What’s Happened to River Misbourne?

Many members will have noticed, unlike the photograph, the very low water level in the River Misbourne in recent weeks, and the fact that it has completely dried up in the area around Tesco. The Chiltern Chalk Streams Project Officer of the Chilterns Conservation Board has provided us with the following explanation:-

In contrast to many rivers elsewhere in the country, the R. Misbourne is currently experiencing a period of very low flows as a result of exceptionally low groundwater levels. The chalk streams like the Misbourne rely on groundwater for their flow (more than 90% of the total flow in the Misbourne is derived from groundwater) rather than surface runoff.

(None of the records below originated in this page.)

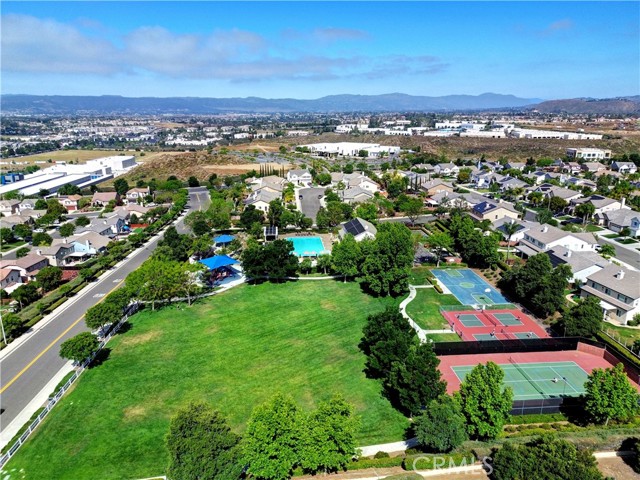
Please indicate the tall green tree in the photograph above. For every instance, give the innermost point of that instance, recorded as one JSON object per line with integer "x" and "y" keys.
{"x": 414, "y": 379}
{"x": 272, "y": 439}
{"x": 485, "y": 401}
{"x": 610, "y": 396}
{"x": 328, "y": 441}
{"x": 201, "y": 445}
{"x": 346, "y": 257}
{"x": 386, "y": 268}
{"x": 441, "y": 427}
{"x": 584, "y": 319}
{"x": 80, "y": 347}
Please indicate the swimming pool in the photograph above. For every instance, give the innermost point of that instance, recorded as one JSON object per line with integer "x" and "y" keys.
{"x": 307, "y": 246}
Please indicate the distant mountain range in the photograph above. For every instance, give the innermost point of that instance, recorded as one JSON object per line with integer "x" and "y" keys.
{"x": 392, "y": 102}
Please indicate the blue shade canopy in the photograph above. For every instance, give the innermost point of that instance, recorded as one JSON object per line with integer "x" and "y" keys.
{"x": 218, "y": 261}
{"x": 224, "y": 239}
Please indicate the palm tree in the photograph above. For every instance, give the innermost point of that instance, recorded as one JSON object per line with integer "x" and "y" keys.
{"x": 510, "y": 229}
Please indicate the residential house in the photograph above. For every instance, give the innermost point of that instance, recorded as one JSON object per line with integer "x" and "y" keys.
{"x": 70, "y": 202}
{"x": 300, "y": 177}
{"x": 10, "y": 279}
{"x": 101, "y": 199}
{"x": 446, "y": 169}
{"x": 582, "y": 264}
{"x": 261, "y": 198}
{"x": 137, "y": 195}
{"x": 594, "y": 167}
{"x": 493, "y": 211}
{"x": 624, "y": 167}
{"x": 617, "y": 220}
{"x": 56, "y": 254}
{"x": 546, "y": 237}
{"x": 9, "y": 207}
{"x": 515, "y": 166}
{"x": 436, "y": 186}
{"x": 359, "y": 228}
{"x": 29, "y": 265}
{"x": 618, "y": 290}
{"x": 353, "y": 195}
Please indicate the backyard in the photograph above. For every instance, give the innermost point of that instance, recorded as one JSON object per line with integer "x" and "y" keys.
{"x": 235, "y": 351}
{"x": 425, "y": 308}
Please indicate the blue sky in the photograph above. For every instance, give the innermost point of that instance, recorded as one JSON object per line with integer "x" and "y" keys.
{"x": 311, "y": 49}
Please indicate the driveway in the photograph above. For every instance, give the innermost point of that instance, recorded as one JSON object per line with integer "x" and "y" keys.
{"x": 310, "y": 199}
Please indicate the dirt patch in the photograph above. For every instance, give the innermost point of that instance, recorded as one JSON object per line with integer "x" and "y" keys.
{"x": 141, "y": 338}
{"x": 616, "y": 468}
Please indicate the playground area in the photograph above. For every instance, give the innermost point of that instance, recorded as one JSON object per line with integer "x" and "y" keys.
{"x": 468, "y": 287}
{"x": 505, "y": 322}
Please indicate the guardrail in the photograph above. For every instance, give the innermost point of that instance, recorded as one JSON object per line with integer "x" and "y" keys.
{"x": 53, "y": 401}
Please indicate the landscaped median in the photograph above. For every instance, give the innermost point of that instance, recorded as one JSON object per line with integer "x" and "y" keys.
{"x": 233, "y": 350}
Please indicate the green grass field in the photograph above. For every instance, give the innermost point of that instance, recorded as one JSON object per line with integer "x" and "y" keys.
{"x": 235, "y": 351}
{"x": 425, "y": 308}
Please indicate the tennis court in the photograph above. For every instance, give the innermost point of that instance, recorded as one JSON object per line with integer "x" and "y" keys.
{"x": 468, "y": 287}
{"x": 538, "y": 380}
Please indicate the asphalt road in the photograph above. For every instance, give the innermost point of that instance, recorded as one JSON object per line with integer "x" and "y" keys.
{"x": 25, "y": 370}
{"x": 310, "y": 202}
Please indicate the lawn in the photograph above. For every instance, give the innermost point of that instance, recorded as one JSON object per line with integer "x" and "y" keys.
{"x": 420, "y": 275}
{"x": 235, "y": 351}
{"x": 425, "y": 308}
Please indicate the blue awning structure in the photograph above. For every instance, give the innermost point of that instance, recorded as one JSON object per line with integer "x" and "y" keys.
{"x": 224, "y": 239}
{"x": 218, "y": 261}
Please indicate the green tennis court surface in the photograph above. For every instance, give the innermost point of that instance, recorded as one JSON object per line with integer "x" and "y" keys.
{"x": 507, "y": 319}
{"x": 539, "y": 380}
{"x": 470, "y": 320}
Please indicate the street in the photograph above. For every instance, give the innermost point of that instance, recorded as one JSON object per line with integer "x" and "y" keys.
{"x": 27, "y": 368}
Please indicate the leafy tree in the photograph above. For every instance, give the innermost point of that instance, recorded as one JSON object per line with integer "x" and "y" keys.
{"x": 26, "y": 294}
{"x": 346, "y": 257}
{"x": 249, "y": 216}
{"x": 12, "y": 324}
{"x": 121, "y": 186}
{"x": 440, "y": 241}
{"x": 328, "y": 440}
{"x": 21, "y": 230}
{"x": 367, "y": 211}
{"x": 83, "y": 221}
{"x": 41, "y": 238}
{"x": 546, "y": 457}
{"x": 6, "y": 235}
{"x": 610, "y": 396}
{"x": 49, "y": 278}
{"x": 607, "y": 250}
{"x": 201, "y": 445}
{"x": 80, "y": 347}
{"x": 386, "y": 338}
{"x": 386, "y": 268}
{"x": 584, "y": 319}
{"x": 441, "y": 427}
{"x": 485, "y": 401}
{"x": 102, "y": 314}
{"x": 414, "y": 380}
{"x": 67, "y": 230}
{"x": 412, "y": 207}
{"x": 272, "y": 439}
{"x": 193, "y": 182}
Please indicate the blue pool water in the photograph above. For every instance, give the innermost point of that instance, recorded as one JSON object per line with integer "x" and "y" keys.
{"x": 307, "y": 246}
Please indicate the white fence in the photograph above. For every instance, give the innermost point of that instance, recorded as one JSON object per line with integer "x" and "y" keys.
{"x": 53, "y": 401}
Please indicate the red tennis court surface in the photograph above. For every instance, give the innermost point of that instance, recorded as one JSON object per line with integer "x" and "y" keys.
{"x": 586, "y": 357}
{"x": 474, "y": 325}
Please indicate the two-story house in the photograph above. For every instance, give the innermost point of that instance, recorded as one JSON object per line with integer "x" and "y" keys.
{"x": 618, "y": 290}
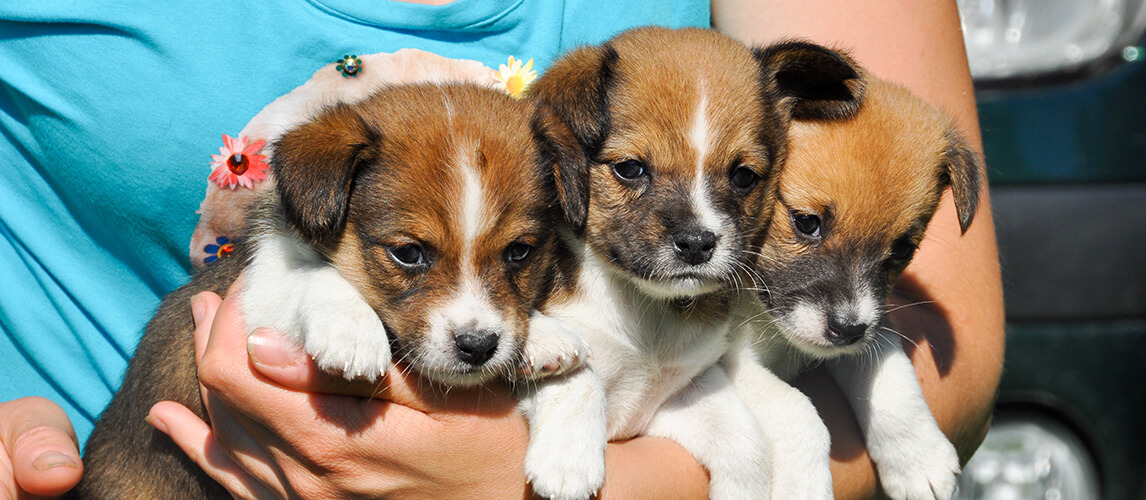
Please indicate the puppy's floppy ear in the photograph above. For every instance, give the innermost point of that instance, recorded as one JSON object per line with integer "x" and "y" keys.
{"x": 314, "y": 168}
{"x": 962, "y": 169}
{"x": 811, "y": 81}
{"x": 572, "y": 120}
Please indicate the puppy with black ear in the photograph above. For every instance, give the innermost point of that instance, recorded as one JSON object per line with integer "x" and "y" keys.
{"x": 403, "y": 220}
{"x": 854, "y": 202}
{"x": 668, "y": 145}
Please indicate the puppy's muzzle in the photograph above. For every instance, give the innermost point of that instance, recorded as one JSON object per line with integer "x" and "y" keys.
{"x": 475, "y": 346}
{"x": 842, "y": 334}
{"x": 695, "y": 245}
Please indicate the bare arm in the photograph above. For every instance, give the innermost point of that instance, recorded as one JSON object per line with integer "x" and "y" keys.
{"x": 958, "y": 334}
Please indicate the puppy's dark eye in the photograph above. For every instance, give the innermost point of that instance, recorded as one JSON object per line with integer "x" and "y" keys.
{"x": 629, "y": 169}
{"x": 410, "y": 256}
{"x": 743, "y": 178}
{"x": 807, "y": 224}
{"x": 518, "y": 252}
{"x": 902, "y": 249}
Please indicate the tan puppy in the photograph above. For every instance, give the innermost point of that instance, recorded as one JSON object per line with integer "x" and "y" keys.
{"x": 432, "y": 201}
{"x": 854, "y": 202}
{"x": 668, "y": 142}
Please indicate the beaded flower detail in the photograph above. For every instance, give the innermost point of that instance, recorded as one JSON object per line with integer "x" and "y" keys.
{"x": 350, "y": 65}
{"x": 219, "y": 250}
{"x": 238, "y": 163}
{"x": 516, "y": 76}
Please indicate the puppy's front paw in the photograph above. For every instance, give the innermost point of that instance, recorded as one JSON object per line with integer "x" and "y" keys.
{"x": 562, "y": 468}
{"x": 925, "y": 470}
{"x": 551, "y": 349}
{"x": 347, "y": 338}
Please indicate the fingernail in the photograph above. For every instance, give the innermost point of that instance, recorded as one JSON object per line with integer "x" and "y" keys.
{"x": 198, "y": 309}
{"x": 269, "y": 349}
{"x": 157, "y": 423}
{"x": 50, "y": 460}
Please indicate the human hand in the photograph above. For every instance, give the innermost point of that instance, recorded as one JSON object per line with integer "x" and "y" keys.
{"x": 40, "y": 454}
{"x": 326, "y": 437}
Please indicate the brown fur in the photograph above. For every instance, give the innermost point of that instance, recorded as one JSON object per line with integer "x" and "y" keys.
{"x": 354, "y": 181}
{"x": 874, "y": 181}
{"x": 635, "y": 99}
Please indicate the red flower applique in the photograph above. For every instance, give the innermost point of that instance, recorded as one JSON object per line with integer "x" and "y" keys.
{"x": 237, "y": 163}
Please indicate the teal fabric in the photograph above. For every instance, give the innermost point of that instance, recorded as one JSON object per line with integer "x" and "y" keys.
{"x": 109, "y": 112}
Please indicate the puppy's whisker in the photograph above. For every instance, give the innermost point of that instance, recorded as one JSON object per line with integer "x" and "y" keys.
{"x": 888, "y": 309}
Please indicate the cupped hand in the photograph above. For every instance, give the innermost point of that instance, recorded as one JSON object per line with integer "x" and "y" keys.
{"x": 324, "y": 437}
{"x": 40, "y": 454}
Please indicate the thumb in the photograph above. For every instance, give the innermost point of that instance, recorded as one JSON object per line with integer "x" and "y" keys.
{"x": 40, "y": 440}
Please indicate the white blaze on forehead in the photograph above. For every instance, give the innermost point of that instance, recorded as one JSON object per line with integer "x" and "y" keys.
{"x": 700, "y": 137}
{"x": 470, "y": 306}
{"x": 471, "y": 217}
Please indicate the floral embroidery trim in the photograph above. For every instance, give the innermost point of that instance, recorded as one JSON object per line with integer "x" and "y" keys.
{"x": 219, "y": 250}
{"x": 238, "y": 163}
{"x": 516, "y": 77}
{"x": 350, "y": 65}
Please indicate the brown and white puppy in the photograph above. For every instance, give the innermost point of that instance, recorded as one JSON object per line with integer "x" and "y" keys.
{"x": 668, "y": 142}
{"x": 423, "y": 212}
{"x": 854, "y": 202}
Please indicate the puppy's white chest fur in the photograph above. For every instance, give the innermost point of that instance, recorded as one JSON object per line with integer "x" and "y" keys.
{"x": 645, "y": 350}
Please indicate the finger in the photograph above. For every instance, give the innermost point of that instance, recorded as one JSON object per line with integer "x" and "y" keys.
{"x": 197, "y": 440}
{"x": 284, "y": 362}
{"x": 41, "y": 444}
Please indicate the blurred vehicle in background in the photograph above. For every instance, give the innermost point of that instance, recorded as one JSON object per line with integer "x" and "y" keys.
{"x": 1061, "y": 91}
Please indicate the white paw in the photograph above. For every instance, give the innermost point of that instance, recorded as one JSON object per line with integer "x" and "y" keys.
{"x": 551, "y": 349}
{"x": 928, "y": 474}
{"x": 346, "y": 340}
{"x": 560, "y": 467}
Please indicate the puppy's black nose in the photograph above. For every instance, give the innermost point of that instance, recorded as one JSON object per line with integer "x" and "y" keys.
{"x": 475, "y": 346}
{"x": 695, "y": 245}
{"x": 844, "y": 335}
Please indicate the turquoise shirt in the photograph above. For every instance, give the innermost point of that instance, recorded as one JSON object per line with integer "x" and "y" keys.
{"x": 109, "y": 112}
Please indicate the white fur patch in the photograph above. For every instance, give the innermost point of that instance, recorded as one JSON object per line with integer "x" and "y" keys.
{"x": 865, "y": 309}
{"x": 700, "y": 135}
{"x": 290, "y": 288}
{"x": 472, "y": 215}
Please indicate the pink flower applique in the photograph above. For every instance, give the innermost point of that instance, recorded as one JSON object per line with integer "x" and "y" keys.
{"x": 237, "y": 163}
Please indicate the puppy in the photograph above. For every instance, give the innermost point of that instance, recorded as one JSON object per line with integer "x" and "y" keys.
{"x": 406, "y": 215}
{"x": 854, "y": 202}
{"x": 668, "y": 143}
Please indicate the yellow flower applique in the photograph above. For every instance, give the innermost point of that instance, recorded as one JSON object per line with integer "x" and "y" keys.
{"x": 516, "y": 77}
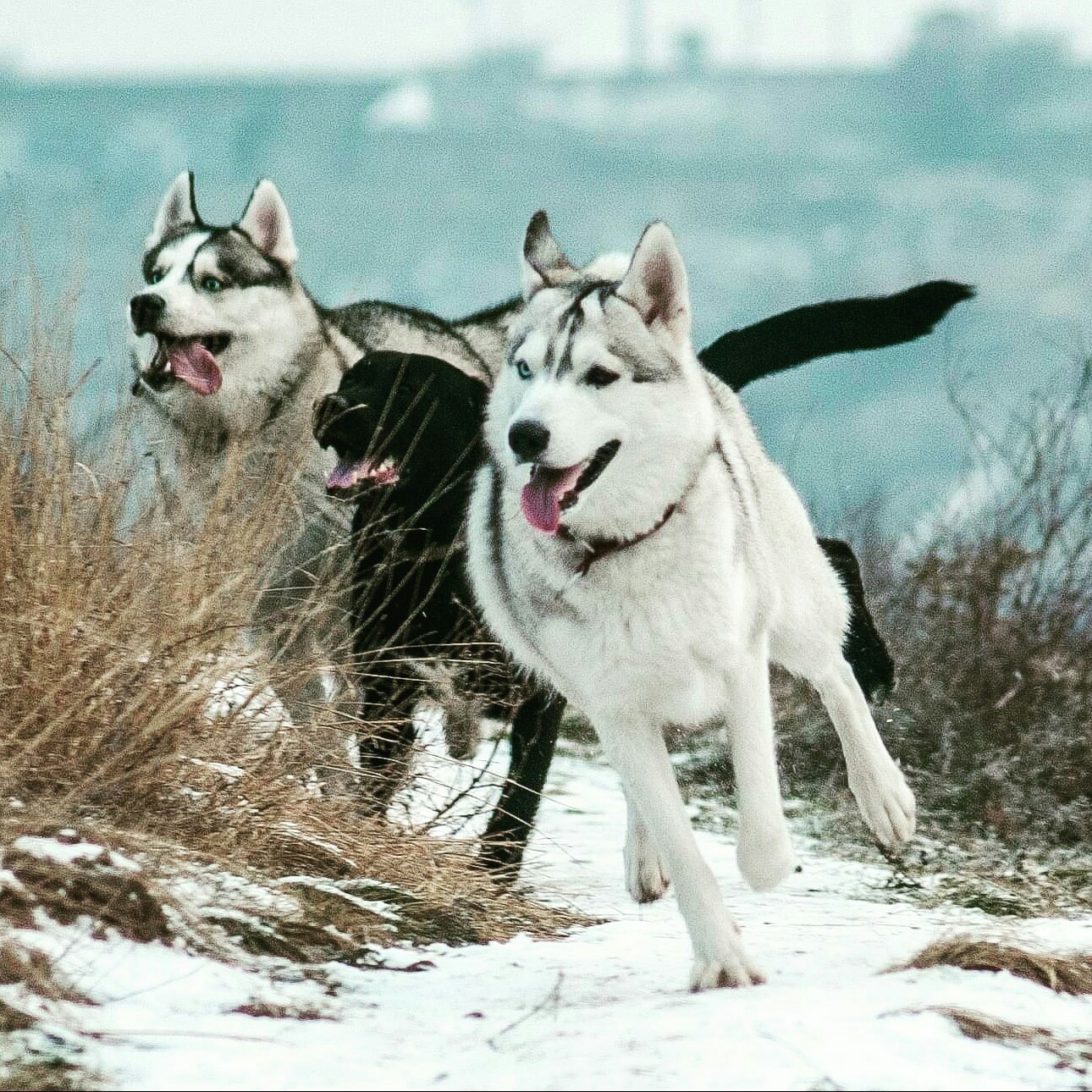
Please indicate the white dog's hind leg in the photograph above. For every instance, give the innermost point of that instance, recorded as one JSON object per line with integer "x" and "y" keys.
{"x": 639, "y": 755}
{"x": 764, "y": 851}
{"x": 647, "y": 878}
{"x": 882, "y": 795}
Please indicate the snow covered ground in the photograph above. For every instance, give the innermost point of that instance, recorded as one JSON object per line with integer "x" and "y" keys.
{"x": 604, "y": 1008}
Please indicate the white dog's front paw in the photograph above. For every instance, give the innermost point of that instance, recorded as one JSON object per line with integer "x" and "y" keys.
{"x": 885, "y": 802}
{"x": 727, "y": 967}
{"x": 647, "y": 880}
{"x": 764, "y": 855}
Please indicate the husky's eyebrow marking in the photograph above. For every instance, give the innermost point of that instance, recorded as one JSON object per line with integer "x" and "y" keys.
{"x": 240, "y": 261}
{"x": 571, "y": 320}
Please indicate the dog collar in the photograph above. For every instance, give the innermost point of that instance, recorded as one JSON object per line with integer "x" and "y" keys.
{"x": 598, "y": 549}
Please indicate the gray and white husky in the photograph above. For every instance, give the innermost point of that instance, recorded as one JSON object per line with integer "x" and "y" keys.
{"x": 631, "y": 543}
{"x": 240, "y": 353}
{"x": 240, "y": 350}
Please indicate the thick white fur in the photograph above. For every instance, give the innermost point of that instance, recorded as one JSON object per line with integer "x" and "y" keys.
{"x": 681, "y": 628}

Groundwater levels vary according to season with the main period for recharge being between October and March. Groundwater levels reach their peak in March/April (the timing differs from river to river) and then decline again throughout the summer and autumn until December/January (in a normal year) when the winter rainfall begins to reach the aquifer to start the recharge process again.  Last winter provided just 63% of average recharge to the aquifer which, on top of two previous years of lack lustre recharge, meant that groundwater levels peaked below normal levels and have declined ever since.  The Misbourne is not the only river affected. The chalk streams to the North are also suffering. The Ver, in particular is dry for long sections of its course. Groundwater levels are at their lowest level on record for the time of year. Lower even than in the major drought of 1997. Whilst the water companies have not declared a water resources drought, there is no doubt that the Chilterns rivers are in the grip of a serious environmental drought. Without above average recharge this winter the rivers will be worse off next year.